According to Mistress Hegrea, the ‘Ladies Three’ are weaving the threads of Commander Horsemaster Krisnavn’s life together with Detah’s to form her destiny. But what is that destiny? And how is Krisnavn to deliver it? Perhaps it’ll include Megovis? . . . Read on
Megovis grunted, again, as he paced the high palisade walkway. Never had he known Krisnavn to so absently wave him away. And why? Because of this unexpected visitor. Megovis had been midway through his report when she arrived. Now he must repeat it, repeat it, else he’d forget where he was in that report.
His feet stopped—and in that moment he forgot to repeat his report. For looking down at the river he’d seen a boat, a Hiëmen boat. He squinted against the glare of sun as his eyes followed it along. A quick addition on fingers told him who this ought to be. Markon Bronanti, returned with the seers weed. At that a smile crept over his mouth. His heart felt lighter, though still far from a state of elation. Now they soon would have copper, soon the smith, soon the arrowheads cast, the arrows assembled. The ash stems were cut and ready, the feathers found (a few birds killed); the fletcher now was trimming them, the glue in the making.
But now the boat was closer Megovis frowned. He could see those aboard it. Markon Bronanti had not hair of fire-red. And neither was he slight of build. Megovis groaned. He didn’t need to see her closer to know who it was.
The boat pulled into the wharf. From his palisade-eyrie Megovis watched as the Hiëmen seamen manoeuvred her copper-coated horse ashore. He glanced back at the captains’ quarters, at the end of which was the Commander’s command room. What to do? To disobey and disturb, and warn Krisnavn? But his visitor hadn’t long been with him. And there was the matter of exactly who his visitor. Delicate looking despite the white feather bonnet and eblan-cloak of grey-heron feathers. Glimpses of a long gown of marigold-hue. Delicate, yet her face proclaimed a woman used to commanding. And her eyes! Colourless. Ice.
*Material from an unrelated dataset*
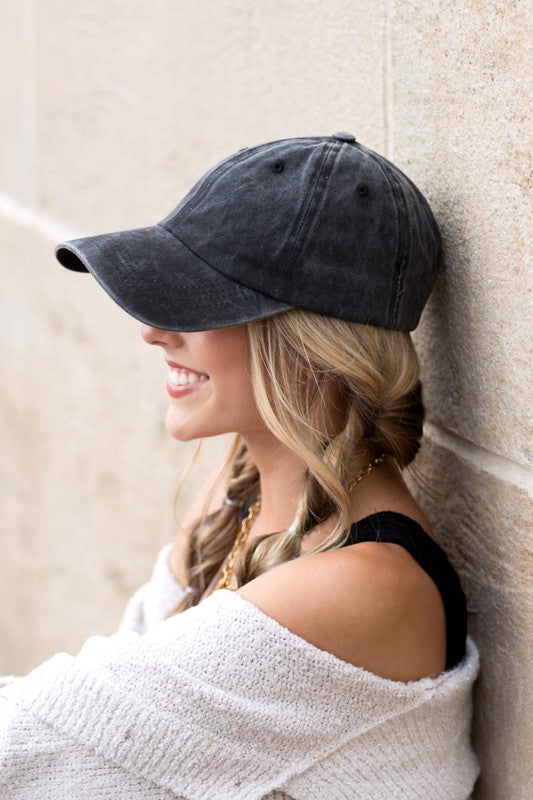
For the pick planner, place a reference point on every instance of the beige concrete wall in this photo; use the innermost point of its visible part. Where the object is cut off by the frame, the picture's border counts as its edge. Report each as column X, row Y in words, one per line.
column 110, row 112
No, whatever her business with Krisnavn, she wasn’t a woman to be disturbed.
The horse now was ashore, tramping, head tossing. The red-headed markon tried to calm him while at a safe distance, with awkward glances to horse and to barracks, stood Markon Bronanti. Megovis was glad to see him returned. Not Clan Querkan, he could have requested a different posting. Megovis had heard the grumbles. The men weren’t happy: why were these Alisime men being trained? Not that today they cluttered the compound. Ganros and Biadret had taken them down to South Rivergate. It was frustrating, unable to tell even their own Clan Querkan the truth. Yet there must not be the slightest chance of word returning to Mandatn’s Hold, to escape from there to the Dal and thence to the Gousen, Clan Dragsin. Megovis answered their questions of when they were to fight with, Not yet. Not yet. It’ll come.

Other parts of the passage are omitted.